Another epidemic afflicting African women is violence, all too often perpetrated with impunity. Sexual violence is used as a tactic of war. However, it is also a disturbing feature of home life; 37 percent of African women report having been abused by their partner. In the case of female genital mutilation and child marriage, such violence is culturally sanctioned. We must change laws, judicial systems and attitudes that exonerate the perpetrators, and we must provide help to victims.
Attitudes can change. Contraception, for example, was once a contentious issue. Today, most African leaders accept it as an important, cost-effective investment and as part of their countries’ economic-development strategies. Basic family planning in 16 Sub-Saharan countries could save more than US$1 billion in education costs alone. The number of maternal deaths could fall by one third, saving millions (in developing countries overall, maternal and newborn healthcare savings could reach US$5.7 billion).

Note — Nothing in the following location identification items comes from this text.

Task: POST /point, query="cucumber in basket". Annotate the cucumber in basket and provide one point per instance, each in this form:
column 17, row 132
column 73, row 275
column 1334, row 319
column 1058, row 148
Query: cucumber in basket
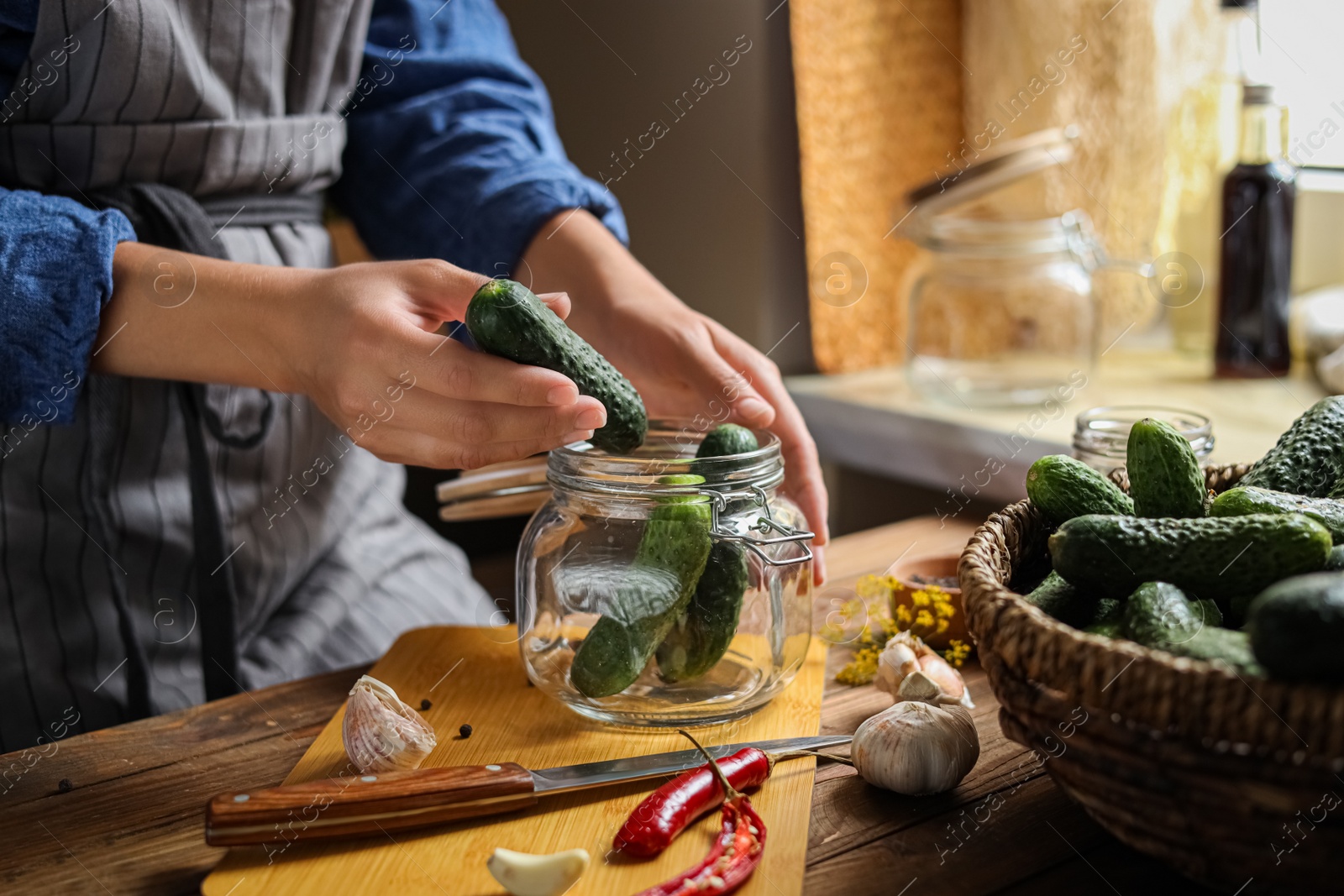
column 1297, row 627
column 656, row 590
column 1070, row 605
column 702, row 634
column 1310, row 457
column 1162, row 617
column 1063, row 488
column 1242, row 500
column 1210, row 557
column 1164, row 474
column 506, row 318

However, the sad reality is that, despite support from various development partners and donors, assistance for reproductive healthcare and family planning fell by half in the past decade.
The compounding benefits of ending legal, economic and gender discrimination are vast. Healthier, wealthier and better-educated women tend to produce healthier, wealthier and better-educated families, because women typically invest more of their earnings than men do in their children’s wellbeing. With the continent’s population forecast to double by 2050, there is hardly a better time to invest in women and girls. It is as much an economic as an ethical argument.
Joaquim Chissano, a former president of Mozambique, co-chairs the High-Level Task Force for the International Conference on Population and Development.